Rooted in the legacy of minimalism, Feher’s post-conceptual aesthetic emphasizes the importance of seeing objects for what they are. Whether it is an unwieldy coil of neon monofilament exploding from the mouth of an open jar or bright marbles resting atop a collection of choreographed empty bottles, Feher accentuates the characteristics inherent in his materials. Employing an economy of means, Feher’s investigations of found and discarded materials result in sculptures of fluid line, thoughtful rhythms and a sensation of color and light.

These gestures, whether indoors or situated within the surrounding environment, have come to include many large-scale works that integrate uniquely with each situation. Feher realized four of these projects in 2007. In Some Time Soon, an installation at The Art Museum of South Texas in Corpus Christi, the artist used signature materials: blue plastic bags, clear bottles and tape to imply, as Dan Cameron suggested in the exhibition catalogue, “an extended field of visual relationships….These fields of affinity, once established, can encompass the entire site where the pieces are seen, spilling over into architecture, natural settings, and even other artworks. Since the sculpture exists as much to be looked around and looked through as looked at, there is really no determined point where the fields of affinity fall away, although our sensitivity to them might grow fainter.”

Last year, The Indianapolis Museum of Art commissioned Feher to create an inaugural work for the new Efroymson Entrance Pavilion. A Single Act of Carelessness Will Result in the Eternal Loss of Beauty defined the sun-drenched space (approximately 30’ high) with an undulating wave of hot pink liquid-filled bottles suspended from a rig of twine and ropes wrapped high on the supporting architectural columns. Feher emphasized the formal aspects of the Pavilion through a series of simple actions that created a space within the space. In 2007 Feher also participated in Like Color in Pictures, an international group show at the Aspen Art Museum, as well as Everyday Eden, a Public Art Fund Project at Brooklyn’s MetroTech Center where the artist appropriated a grove of trees to support his free form sculpture A little bird told me. Everyday Eden is on view through September 1, 2008.

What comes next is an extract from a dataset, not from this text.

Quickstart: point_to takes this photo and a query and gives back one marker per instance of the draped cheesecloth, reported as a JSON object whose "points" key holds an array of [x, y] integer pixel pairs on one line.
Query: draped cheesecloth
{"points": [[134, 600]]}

Tony Feher (b. 1956, Albuquerque, New Mexico) received a B.A. from The University of Texas in 1978. The artist began exhibiting his work in 1980 and by 1991, was showing both nationally and internationally. Since that time Feher’s sculpture has been featured in over 140 gallery and museum exhibitions worldwide. Important solo exhibitions include Red Room and More at the Center for Curatorial Studies, Bard College in 2001, a version of which later traveled to the Hammer Museum in Los Angles. In 2002, the Worcester Art Museum featured Maybe /Enjoy.

In 2003, Tony Feher was invited to participate in Poetic Justice, the 8th International Istanbul Biennial. With little more than rolls of blue artist tape Feher installed Nature is Over, utilizing existing architectural details and referencing the stained-glass tradition, on an entire wall of windows in the monumental space of the Hagia Sophia.

Feher was a featured artist at the Chinati Foundation’s Open House in 2005. Other solo shows have included Broadway Window Project, New Museum of Contemporary Art (1996), ASISWAS, Storefront for Art and Architecture (2000), I’m Tired of Toast, Berkeley Art Museum (2002), La Fundación “La Caixia” Lleida, Spain and The Centraal Museum, Utrecht, The Netherlands, both in 2004.

Feher’s work is part of numerous public collections, including The Art Institute of Chicago; Baltimore Museum of Art; Des Moines Art Center; La Colección Jumex, Mexico City; Modern Art Museum of Fort Worth; Museum of Fine Arts, Houston; San Francisco Museum of Modern Art; Solomon R. Guggenheim Museum; Walker Art Center, Minneapolis; Whitney Museum of American Art; and Worcester Art Museum, among others.

Tony Feher has lived in New York City since 1981.